Physiologically, the blood coming out of the left ventricle is going to have a very big disruption going through the aorta. So you’d usually see a large asymmetric pulse pressure and blood pressure. So one arm may be lower or higher than the opposite arm.

[09:50] Thought Process Behind the Correct Answer

This leaves us with answer choice D as the correct answer. Preload is how much blood is in the ventricle before contraction. If you look at this case clinically, women may not necessarily present with an MI in the same way that you’d suspect a “textbook” man would.

But in this particular vignette, it seems she’s coming in with substernal, crushing chest pain. She raised her jaw and she’s sweating and nauseous. These are classical signs of an MI or heart attack. The question hands us that on a silver platter. Troponin in the blood is never normal as it lives inside the myocardial cells. Unless there is some damage to those cells. That stuff should not ooze out into the blood.

So we already know she has damage to her heart. It’s happening acutely and she’s symptomatic from it. Interestingly, her heart rate of 50 bpm is normal-ish. It’s a little bit bradycardic or slower than what you’d expect.

For someone with a heart attack, you’d expect their heart rate to be much higher. This gives us a clue as to where is the damage in the heart and which vessels are being affected.

[11:53] Discussing Pieces of Evidence

We have objective evidence that she’s having a heart attack with her troponins. If we could see the EKG, it likely changes. But now we’re also getting some anatomic evidence of where this heart attack might be taking place.

When a heart attack affects a vessel that’s going to mess with the SA node. You can expect that there might be some issues in terms of your rate and rhythm. In this case, if she’s a bit bradycardic, one of the vessels that’s supplying the node is the culprit.

When that happens, you are going to be severely preload-dependent. If someone won’t beat fast or strong enough, the fluid you’re going to load up the heart with needs to be sufficient so you can perfuse the rest of your body.

The EKG is the map of the coronaries based on where the electrical activity is changed. So the exam would most likely give you a classic finding. Usually, a good diagram that’s worth memorizing here would be the coronaries and the correlated lead on the EKG.

[14:18] Additional Notes

The papillary muscle rupture is what’s holding on to the leaflets of the valves. So there were no auscultatory findings. You can’t hear any murmurs or anything else. If you had a papillary muscle rupture, you’d definitely be hearing this leaflet flaring around and smacking on things.
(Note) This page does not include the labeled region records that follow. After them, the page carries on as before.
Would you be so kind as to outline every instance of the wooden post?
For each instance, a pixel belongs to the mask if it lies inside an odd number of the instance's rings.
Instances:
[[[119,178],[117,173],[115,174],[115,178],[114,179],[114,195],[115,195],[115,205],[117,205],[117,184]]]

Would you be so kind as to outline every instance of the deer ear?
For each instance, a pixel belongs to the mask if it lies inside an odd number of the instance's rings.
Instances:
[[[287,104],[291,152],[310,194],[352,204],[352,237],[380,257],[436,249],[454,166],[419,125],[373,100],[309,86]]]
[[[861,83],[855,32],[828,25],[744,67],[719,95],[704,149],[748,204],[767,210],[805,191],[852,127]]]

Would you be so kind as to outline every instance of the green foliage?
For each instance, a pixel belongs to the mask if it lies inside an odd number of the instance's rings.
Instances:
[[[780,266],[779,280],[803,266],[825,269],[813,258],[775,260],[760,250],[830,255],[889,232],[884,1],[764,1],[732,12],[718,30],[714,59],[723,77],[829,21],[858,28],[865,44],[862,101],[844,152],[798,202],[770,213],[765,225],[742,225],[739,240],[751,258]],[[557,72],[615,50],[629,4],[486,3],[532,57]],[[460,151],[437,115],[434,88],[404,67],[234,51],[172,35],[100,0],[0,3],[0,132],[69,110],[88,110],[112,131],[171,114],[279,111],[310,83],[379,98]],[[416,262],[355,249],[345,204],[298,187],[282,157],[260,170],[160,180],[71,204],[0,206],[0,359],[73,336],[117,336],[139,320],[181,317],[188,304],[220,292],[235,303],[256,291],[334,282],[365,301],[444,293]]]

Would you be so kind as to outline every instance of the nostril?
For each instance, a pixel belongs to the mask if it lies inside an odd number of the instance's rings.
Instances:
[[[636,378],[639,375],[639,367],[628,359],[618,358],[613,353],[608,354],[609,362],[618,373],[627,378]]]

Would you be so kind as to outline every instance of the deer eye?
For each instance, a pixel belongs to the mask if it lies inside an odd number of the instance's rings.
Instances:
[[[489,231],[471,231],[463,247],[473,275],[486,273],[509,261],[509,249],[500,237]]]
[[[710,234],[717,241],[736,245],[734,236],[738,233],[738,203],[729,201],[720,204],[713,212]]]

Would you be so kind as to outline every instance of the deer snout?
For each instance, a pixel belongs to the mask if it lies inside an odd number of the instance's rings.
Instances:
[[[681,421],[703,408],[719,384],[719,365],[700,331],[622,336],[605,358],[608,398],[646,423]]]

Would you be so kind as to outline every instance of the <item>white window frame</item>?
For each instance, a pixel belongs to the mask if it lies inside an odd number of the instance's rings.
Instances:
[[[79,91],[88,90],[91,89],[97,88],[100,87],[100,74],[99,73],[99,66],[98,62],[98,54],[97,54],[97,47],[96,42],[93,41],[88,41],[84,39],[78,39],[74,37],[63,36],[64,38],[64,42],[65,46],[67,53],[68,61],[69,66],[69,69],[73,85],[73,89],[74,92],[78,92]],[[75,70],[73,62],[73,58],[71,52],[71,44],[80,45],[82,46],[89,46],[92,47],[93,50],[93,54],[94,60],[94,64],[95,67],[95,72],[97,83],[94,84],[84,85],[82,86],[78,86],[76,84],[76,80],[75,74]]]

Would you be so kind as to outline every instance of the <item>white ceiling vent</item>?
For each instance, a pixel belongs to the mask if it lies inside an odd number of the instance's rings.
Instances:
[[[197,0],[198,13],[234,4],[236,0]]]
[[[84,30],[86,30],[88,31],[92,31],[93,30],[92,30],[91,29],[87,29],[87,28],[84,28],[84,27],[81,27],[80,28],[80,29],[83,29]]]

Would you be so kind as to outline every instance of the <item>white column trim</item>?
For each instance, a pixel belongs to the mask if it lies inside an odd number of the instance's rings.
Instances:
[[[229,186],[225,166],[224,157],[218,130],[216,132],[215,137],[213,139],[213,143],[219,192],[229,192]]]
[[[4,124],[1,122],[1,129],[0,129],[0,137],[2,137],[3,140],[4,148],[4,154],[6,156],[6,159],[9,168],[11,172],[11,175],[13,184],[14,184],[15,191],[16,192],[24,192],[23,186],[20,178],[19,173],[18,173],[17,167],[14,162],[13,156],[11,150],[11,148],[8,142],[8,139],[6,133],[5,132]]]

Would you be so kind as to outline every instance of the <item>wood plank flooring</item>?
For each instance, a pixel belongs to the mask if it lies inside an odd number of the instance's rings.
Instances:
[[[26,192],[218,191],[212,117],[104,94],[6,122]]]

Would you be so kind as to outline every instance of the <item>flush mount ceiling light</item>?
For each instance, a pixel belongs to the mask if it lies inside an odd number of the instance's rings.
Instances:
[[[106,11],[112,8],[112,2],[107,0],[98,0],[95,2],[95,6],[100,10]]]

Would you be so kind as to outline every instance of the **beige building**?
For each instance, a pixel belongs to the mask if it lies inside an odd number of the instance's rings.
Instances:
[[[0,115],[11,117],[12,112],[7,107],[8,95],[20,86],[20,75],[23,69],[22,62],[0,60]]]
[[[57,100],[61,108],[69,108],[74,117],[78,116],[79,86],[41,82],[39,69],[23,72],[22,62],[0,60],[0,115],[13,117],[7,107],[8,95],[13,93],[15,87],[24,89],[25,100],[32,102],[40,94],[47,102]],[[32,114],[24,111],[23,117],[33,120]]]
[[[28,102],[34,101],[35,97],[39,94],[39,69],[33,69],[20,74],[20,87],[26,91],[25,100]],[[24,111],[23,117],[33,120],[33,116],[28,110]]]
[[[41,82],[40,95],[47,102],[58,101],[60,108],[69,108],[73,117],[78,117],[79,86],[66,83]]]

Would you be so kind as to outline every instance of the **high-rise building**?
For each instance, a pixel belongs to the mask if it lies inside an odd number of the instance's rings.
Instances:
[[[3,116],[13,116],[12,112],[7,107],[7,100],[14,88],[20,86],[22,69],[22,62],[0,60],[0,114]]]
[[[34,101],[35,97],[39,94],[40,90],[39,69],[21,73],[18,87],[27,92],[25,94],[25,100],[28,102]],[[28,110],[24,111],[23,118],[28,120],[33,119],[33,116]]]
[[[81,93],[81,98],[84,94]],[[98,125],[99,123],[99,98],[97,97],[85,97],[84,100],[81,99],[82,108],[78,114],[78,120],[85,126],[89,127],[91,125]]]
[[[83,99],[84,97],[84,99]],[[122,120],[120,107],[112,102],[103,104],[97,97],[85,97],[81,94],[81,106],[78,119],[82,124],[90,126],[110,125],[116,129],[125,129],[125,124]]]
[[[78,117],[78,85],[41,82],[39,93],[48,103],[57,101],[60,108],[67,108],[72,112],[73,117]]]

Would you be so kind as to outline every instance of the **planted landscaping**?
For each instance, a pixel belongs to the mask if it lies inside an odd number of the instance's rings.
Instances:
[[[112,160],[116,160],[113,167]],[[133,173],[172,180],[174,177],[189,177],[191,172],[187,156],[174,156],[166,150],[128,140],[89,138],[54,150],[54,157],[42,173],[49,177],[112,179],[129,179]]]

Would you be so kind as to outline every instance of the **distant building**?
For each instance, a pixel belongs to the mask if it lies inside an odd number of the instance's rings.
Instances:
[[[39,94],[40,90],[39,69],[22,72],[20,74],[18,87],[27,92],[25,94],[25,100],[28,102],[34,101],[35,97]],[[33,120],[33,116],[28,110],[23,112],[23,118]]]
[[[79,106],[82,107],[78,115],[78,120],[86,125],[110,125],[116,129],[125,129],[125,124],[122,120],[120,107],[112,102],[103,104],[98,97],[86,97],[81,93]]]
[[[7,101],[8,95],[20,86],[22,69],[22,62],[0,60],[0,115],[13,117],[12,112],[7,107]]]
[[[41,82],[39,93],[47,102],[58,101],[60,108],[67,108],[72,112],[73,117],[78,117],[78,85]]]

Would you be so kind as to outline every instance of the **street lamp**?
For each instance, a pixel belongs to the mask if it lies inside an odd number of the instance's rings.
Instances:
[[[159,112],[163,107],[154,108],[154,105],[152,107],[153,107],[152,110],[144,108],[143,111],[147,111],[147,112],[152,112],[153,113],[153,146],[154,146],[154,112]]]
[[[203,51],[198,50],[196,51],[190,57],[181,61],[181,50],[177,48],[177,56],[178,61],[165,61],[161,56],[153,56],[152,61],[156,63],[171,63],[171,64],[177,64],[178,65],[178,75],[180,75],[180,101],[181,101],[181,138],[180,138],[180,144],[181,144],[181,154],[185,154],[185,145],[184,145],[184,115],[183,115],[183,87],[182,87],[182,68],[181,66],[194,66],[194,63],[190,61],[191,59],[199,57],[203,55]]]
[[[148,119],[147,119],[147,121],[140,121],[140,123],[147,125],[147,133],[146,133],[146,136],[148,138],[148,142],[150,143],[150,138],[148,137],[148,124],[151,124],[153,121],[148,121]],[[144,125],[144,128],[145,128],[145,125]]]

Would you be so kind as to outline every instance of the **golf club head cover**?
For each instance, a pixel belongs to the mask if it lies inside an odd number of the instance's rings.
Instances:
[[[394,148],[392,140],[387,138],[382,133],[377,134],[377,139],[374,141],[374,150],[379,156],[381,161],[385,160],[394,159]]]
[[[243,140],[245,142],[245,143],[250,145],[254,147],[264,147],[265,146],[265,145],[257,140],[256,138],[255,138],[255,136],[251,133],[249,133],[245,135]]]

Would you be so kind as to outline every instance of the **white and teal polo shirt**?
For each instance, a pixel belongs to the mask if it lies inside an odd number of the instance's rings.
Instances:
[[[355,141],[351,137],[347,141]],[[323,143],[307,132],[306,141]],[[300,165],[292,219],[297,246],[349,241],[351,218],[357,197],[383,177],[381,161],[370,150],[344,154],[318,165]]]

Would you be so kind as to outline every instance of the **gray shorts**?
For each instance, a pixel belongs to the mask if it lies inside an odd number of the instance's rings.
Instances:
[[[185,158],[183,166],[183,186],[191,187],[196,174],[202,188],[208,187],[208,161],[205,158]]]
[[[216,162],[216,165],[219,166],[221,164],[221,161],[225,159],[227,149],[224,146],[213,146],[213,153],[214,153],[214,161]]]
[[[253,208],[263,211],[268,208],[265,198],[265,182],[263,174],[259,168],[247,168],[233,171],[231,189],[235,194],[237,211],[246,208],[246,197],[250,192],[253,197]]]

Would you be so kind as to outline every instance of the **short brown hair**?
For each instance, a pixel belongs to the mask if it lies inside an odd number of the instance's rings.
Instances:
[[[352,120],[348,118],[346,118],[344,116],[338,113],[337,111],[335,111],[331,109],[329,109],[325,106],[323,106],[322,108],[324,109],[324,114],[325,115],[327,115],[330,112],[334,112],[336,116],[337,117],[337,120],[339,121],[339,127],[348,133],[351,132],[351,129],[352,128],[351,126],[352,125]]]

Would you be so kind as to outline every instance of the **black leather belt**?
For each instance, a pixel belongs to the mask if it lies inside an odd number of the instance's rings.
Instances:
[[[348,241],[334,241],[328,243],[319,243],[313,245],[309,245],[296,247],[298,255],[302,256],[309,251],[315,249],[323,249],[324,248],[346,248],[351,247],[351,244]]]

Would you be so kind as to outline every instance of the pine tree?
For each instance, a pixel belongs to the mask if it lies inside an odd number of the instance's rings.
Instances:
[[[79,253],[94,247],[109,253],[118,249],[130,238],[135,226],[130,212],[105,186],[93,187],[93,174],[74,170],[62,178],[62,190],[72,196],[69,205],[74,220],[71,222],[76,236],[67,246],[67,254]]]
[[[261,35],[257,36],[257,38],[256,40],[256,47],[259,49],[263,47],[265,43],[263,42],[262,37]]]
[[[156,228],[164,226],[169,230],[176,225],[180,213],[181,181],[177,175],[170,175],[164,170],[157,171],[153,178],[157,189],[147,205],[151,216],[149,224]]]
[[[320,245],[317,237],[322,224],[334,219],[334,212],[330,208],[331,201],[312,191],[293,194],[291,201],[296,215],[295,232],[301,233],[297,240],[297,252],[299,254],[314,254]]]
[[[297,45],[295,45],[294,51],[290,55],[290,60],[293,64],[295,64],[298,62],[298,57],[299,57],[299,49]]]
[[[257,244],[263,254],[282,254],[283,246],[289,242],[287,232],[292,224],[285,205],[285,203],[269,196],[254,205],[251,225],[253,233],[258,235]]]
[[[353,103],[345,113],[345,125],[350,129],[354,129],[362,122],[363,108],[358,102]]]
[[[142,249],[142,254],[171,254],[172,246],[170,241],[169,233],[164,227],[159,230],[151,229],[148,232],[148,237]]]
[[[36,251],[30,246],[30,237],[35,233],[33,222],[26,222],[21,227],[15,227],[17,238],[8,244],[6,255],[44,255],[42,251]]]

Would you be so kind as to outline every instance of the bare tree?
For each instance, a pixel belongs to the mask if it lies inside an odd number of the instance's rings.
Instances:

If it were ventricular wall rupture and aortic dissection, this person would deteriorate and would probably have zero pulse. There’s not enough blood to be pumped around in that case as there’d be no forward flow with no ventricular wall.

There would be no preload or no blood to push around with aortic dissection. The blood would be going to either false lumen rupture and bleeding now.